You read the script for the Northern Jungle project and you still signed up for that one, she thought, but did not say. “Well, I hope it works out for you,” she said. “I’m very happy things seem to have turned around in your career.”

“Me too,” he said. “And your career as well. Did I hear your last album just cleared triple platinum?”

“You did,” Celia said with a smile. “The tour did wonders for album sales, even after we raised the prices.”

“I can’t wait to hear the numbers at the next quarterly financial,” Greg said. “You might end up pulling in as much as I do this year.”

“Or maybe even more,” she said with a smile.

“Perhaps,” he said, though he did not seem to be terribly thrilled with that idea.

“I guess that selling out and raising those ticket prices was the thing to do after all,” she said. “True, I’m accused of being a money-hungry puta by a few, I’ve had people tell me to my face that I’m nothing but a corrupt record company lackey—all of which hurts me on a fundamental level, because that’s really not what I am—but people keep listening to me on the radio, and buying my CDs, and I sold out every venue I played. Every single one.”

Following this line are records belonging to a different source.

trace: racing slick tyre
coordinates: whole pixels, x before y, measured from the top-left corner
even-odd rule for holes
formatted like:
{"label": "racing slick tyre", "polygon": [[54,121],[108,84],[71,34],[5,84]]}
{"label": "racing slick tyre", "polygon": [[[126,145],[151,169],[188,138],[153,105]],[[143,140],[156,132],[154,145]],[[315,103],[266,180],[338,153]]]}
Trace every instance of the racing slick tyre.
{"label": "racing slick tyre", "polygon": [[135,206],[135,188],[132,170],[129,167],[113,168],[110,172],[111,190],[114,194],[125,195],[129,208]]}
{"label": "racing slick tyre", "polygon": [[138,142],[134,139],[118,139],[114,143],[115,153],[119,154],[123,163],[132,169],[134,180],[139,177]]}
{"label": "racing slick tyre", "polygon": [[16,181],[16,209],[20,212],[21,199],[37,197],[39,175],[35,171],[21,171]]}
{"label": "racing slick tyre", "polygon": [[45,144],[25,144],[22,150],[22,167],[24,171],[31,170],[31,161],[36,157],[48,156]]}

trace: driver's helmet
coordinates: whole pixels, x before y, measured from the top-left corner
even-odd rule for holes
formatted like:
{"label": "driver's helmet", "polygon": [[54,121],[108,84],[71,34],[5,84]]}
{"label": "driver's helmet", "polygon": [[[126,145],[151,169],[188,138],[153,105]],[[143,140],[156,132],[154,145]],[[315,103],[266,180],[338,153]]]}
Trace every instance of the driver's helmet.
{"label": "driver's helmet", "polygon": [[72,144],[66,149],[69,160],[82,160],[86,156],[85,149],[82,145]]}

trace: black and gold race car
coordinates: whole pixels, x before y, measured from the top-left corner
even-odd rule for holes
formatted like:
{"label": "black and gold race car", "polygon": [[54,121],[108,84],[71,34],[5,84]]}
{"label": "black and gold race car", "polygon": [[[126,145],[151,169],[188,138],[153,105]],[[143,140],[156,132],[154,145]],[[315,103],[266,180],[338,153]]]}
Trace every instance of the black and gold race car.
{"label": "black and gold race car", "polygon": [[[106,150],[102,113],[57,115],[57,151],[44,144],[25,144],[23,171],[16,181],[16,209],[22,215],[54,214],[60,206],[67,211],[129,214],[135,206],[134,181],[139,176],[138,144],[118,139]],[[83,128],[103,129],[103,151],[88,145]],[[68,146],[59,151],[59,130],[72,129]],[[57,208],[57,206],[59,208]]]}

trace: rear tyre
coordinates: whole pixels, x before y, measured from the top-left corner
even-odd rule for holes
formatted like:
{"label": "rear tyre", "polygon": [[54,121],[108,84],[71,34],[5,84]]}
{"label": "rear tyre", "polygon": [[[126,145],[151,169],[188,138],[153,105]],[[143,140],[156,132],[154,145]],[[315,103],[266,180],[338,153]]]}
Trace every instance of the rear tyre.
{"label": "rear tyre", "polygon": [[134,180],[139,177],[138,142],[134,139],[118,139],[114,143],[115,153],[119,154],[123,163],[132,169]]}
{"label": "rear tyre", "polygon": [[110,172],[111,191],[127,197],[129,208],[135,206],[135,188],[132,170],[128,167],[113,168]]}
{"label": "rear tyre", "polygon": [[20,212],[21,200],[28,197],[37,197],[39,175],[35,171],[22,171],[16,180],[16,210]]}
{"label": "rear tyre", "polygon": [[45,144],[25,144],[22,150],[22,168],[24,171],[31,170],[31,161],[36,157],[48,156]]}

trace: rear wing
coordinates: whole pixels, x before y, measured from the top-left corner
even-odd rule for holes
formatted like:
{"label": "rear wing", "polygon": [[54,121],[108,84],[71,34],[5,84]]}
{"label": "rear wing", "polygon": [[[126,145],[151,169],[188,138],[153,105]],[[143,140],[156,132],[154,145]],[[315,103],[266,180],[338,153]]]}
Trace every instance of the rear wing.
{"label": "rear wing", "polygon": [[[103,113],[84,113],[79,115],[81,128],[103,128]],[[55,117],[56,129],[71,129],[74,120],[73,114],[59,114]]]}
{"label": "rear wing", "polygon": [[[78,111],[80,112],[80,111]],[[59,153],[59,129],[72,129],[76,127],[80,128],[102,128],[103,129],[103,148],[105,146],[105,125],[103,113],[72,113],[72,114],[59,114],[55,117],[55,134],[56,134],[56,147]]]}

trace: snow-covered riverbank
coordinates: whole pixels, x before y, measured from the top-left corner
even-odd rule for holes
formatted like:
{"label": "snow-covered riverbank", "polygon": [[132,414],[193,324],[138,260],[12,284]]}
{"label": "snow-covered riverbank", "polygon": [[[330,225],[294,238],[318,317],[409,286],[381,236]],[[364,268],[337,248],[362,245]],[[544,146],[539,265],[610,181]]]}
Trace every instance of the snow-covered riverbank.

“Yes, you did,” he said, coming to the side of the bed. He leaned over and gave her a kiss on the lips. “I’ve got to go now. The limo should be outside any second.”

“All right,” she told him. “Good luck at the meeting.”

“I make my own luck,” he told her.

He left the room a moment later, closing the door behind him as a signal to the maid that she should not go in there just now. A few minutes later she heard the single honk of a horn that signaled the limousine was here. There was a muted beep from the alarm control box, letting her know that one of the doors had opened. He was on his way to Hollywood.